Bootloader FAQ

From PhatHack Wiki
Jump to navigation Jump to search

When the EP7312 chip boots up, it starts executing code at 0x00000000, which is where the Flash ROM is located in memory. The bootloader is a custom piece of code that handles verifying the signatures of the hard drive as well as several files on the PHTSYS partition, and then it loads the linux kernel and ramdisk and continues on with the boot process.

code outline

In more detail, here is an outline of what the bootloader does:

error(n) will be shorthand for "flash green LED n times and then start flashing it forever and hang"
code begins at 0x00000000 (flashrom start)
Initialize CPU state (enable MMU, enter supervisor mode)
copy first 0x5000 (20K) of code into external SDRAM, starting at 0xC0005000
jump to 0xC0005000

initialize UART1, set to 115200 8N1
initialize system registers: SYSCON[123], MEMCFG[12], PADDR, PADR, PEDDR, PEDR
intialize beginning of ram (0xC0000000+0x4000) to some bizzarro table of unknown purpose :)

Turn on green LED

Reset IDE drive 0, enable read look-ahead (caching)
Read partition table, or error(6)

Check partition table for 0xAA55 magic code, or error(7)

Check partition 1's drive type and make sure it's either 0x1B or <= 0x11 (?), or error(8)

Read partition 1 boot sector, or error(9)

Check bootsector  for 0xAA55 magic code, or error(10)
Read in info from bootsector

BOOT0:
Read drive model and serial (using ATA IDENTIFY command)
Write "BOOT0-0 OK" to bootloadlog
Read drive signature from last sector before partition 1 starts
Log "BOOT0-1 OK" if this succeeds, otherwise write "BOOT0-1 Failed" and error(11)
  
Verify drive model and serial against drive signature sector
Log "BOOT0 Successful" if this succeeds, otherwise write "BOOT0-2 Failed" and jump back to start of BOOT0
 
BOOT9:
Verify signature of "rc.sh" against "rc.sig"
Log "BOOT9 Successful" or "BOOT9-X Failed" and jump back to BOOT0
 
BOOTB:
Verify signature of "phatd" against "phatd.sig"
Log "BOOTB Successful" or "BOOTB-X Failed" and jump back to BOOT0

BOOTF:
Load "linux" (kernel) into memory at 0xC0038000
Verify kernel against "linux.sig"
Log "BOOTF Successful" or "BOOTF-X Failed" and jump back to BOOT0

BOOT*:
Load "ramdisk" into memory at 0xC0C00000
Verify ramdisk against "ramdisk.sig"
Log "BOOT* Successful" or "BOOT*-X Failed" and jump back to BOOT0
 
Turn off green LED

Clear out memory at 0xC0023000  + 0x4000
Write kernel boot param struct at 0xC0023000
(command line = "init=/bin/bash")

Jump to kernel!

bootload.log

If you are having trouble with your PhatBox refusing to boot, PhatNoise kindly provided an undocumented way for us to gain insight into the booting process.

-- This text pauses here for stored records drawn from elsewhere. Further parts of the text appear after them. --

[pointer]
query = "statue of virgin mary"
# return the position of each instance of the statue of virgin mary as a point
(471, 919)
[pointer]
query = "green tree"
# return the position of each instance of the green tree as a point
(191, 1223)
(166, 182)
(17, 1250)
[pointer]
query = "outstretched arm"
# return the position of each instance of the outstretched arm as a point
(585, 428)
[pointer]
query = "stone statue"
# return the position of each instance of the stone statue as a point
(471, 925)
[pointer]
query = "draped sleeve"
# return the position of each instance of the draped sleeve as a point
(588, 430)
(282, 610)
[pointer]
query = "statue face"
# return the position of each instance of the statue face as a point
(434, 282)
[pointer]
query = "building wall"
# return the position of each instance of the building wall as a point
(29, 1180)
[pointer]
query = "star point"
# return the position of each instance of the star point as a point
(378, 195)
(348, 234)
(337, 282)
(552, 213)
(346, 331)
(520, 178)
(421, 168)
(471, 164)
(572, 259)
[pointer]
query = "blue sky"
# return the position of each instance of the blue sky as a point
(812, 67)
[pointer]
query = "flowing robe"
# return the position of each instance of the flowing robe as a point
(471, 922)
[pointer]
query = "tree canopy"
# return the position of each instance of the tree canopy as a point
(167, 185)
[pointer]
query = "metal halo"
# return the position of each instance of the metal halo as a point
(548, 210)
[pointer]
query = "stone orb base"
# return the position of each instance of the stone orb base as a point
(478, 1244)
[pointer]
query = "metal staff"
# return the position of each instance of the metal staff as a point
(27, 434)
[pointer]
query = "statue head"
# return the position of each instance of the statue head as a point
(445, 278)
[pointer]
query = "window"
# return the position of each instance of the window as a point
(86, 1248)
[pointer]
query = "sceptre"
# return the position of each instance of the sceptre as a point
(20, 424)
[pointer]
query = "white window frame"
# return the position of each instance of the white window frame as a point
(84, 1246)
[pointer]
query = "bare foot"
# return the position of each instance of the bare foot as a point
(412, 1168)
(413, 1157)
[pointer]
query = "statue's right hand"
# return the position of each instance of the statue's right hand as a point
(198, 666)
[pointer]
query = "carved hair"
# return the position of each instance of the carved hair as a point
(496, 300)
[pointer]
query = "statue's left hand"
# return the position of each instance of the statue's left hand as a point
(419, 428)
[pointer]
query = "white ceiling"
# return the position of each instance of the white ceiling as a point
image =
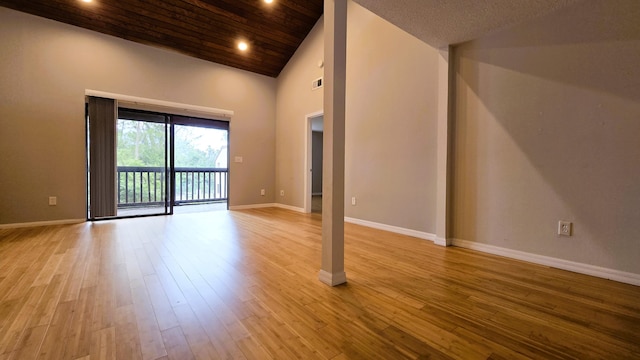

Create a non-empty file called "bootload.log" on the PHTSYS partition of the drive; copying over my 90k phatbox.ini file worked for me. The contents are not important; they will be erased.

When the device boots (or tries to boot), if it finds this file it will write out status information to this file.

A successful boot looks like this:

BOOT0-0: OK
BOOT0-1: OK
BOOT0: Successful
BOOT9: Successful
BOOTB: Successful
BOOTF: Successful
BOOT*: Successful 

This indicates:

  • BOOT0-0: OK - successfully executed IDE IDENTIFY to read serial and model from drive hardware - if this fails, you get no bootload.log at all
  • BOOT0-1: OK - Read in the drive signature sector , Failed: Could not read sector from drive
  • BOOT0: Successful - signature verified with drive serial and model, or BOOT0-2: Failed
  • BOOT9: verified rc.sh
  • BOOTB: verified phatd
  • BOOTF: loaded/verified linux (kernel)
  • BOOT*: loaded/verified ramdisk

An example of a failed boot attempt:

BOOT0-0: OK
BOOT0-1: OK
BOOT0-2: Failed 

That occurred when I tried to replace my drive's signature, and the signature check failed. At this point, that is what you should expect to see on any other hard drive placed into the system.